St. John's Provincial Seminary was a Catholic major seminary in the Archdiocese of Detroit that operated between 1949 and 1988 in Plymouth, Michigan.

== Catholic Seminary ==
St. John's was founded in 1949 for the province of the Archdiocese of Detroit. The Sulpicians administered and staffed the seminary until their withdrawal in 1971. The first rector was Fr. Lyman A. Fenn. Its chapel — with around fifty colored stained glass windows designed, crafted and installed by Detroit Stained Glass Works — was dedicated on May 12, 1955. In the 1980s, several priests alleged that many of the students engaged in homosexual promiscuity, including some who later were charged with the sexual abuse of minors.

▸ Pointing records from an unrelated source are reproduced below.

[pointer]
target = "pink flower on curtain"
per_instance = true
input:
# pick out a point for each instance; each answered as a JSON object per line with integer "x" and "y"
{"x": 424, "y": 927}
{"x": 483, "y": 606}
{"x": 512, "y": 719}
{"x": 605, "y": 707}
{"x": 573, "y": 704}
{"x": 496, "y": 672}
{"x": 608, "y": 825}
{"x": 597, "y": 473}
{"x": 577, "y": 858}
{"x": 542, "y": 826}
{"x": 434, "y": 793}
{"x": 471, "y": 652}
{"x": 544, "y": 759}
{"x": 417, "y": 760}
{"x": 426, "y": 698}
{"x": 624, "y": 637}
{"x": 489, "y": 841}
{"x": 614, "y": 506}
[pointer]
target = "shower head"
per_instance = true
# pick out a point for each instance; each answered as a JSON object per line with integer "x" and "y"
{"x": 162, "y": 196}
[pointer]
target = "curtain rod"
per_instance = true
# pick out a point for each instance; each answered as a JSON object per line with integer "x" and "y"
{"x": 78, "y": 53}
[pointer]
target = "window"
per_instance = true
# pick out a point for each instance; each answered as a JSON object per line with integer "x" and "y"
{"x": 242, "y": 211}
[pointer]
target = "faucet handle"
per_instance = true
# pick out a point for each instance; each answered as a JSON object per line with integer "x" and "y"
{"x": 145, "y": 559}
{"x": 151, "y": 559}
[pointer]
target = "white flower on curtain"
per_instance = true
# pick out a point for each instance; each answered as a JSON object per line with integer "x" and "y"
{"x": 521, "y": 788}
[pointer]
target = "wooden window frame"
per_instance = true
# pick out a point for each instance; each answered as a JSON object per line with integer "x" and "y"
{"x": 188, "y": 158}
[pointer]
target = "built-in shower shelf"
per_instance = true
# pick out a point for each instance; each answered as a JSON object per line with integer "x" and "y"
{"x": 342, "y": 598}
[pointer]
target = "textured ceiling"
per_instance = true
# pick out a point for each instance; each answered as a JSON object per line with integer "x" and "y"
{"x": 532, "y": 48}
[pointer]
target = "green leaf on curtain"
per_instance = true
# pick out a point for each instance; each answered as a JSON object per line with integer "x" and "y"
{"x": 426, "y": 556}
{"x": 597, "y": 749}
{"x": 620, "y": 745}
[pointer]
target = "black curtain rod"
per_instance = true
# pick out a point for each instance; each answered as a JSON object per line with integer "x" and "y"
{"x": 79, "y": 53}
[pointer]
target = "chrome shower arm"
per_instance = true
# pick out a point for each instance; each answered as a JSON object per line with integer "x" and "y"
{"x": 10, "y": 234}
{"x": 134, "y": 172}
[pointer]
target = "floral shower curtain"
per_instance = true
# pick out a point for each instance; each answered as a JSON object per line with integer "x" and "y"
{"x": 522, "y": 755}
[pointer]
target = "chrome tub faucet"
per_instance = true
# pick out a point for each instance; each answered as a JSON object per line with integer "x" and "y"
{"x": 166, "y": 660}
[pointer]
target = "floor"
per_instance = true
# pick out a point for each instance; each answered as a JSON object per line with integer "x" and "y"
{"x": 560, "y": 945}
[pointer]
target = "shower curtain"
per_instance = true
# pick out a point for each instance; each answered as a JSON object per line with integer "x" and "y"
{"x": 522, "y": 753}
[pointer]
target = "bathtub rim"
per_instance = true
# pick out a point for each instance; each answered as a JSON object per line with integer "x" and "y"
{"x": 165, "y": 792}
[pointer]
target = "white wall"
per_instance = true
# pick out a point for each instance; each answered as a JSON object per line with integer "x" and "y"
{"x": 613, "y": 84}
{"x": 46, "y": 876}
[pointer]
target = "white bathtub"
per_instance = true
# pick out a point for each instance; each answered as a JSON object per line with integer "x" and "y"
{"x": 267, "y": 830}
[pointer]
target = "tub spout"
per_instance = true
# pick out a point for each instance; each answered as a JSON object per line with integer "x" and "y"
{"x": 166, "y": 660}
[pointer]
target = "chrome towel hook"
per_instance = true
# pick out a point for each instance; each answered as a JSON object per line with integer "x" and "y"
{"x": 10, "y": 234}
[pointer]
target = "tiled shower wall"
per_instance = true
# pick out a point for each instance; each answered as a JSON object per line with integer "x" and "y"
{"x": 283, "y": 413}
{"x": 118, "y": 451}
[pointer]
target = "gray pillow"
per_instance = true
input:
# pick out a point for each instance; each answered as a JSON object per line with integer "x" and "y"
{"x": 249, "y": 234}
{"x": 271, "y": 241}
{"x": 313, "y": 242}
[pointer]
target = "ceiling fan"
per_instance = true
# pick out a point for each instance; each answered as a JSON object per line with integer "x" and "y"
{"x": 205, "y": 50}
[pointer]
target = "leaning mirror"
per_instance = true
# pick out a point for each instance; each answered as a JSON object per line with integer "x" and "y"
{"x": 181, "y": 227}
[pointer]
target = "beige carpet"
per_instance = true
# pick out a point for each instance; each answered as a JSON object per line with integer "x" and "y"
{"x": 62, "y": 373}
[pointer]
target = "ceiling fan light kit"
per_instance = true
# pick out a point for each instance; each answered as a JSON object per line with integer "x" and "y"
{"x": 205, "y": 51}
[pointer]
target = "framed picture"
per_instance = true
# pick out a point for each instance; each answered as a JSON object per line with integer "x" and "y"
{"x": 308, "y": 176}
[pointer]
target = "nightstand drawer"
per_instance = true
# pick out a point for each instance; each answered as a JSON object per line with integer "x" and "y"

The seminary continued to serve the Catholic Archdiocese of Detroit until June 7, 1988, when it closed.

== Later developments ==
The property remained dormant until 1994 when Cardinal Adam Maida pushed for reviving the property as a resource for diocesan youth and families. In 1996, St. John's Center for Youth & Family was opened on the South side of the property. In 1998, the property began to be redeveloped into a comprehensive center for corporate and social conferences, Catholic weddings and celebrations. After the restoration process ended, a Grand Opening of St. John's Golf & Conference Center was celebrated in October 2000. In January 2006, a new hotel called The Inn at St. John's, opened its doors.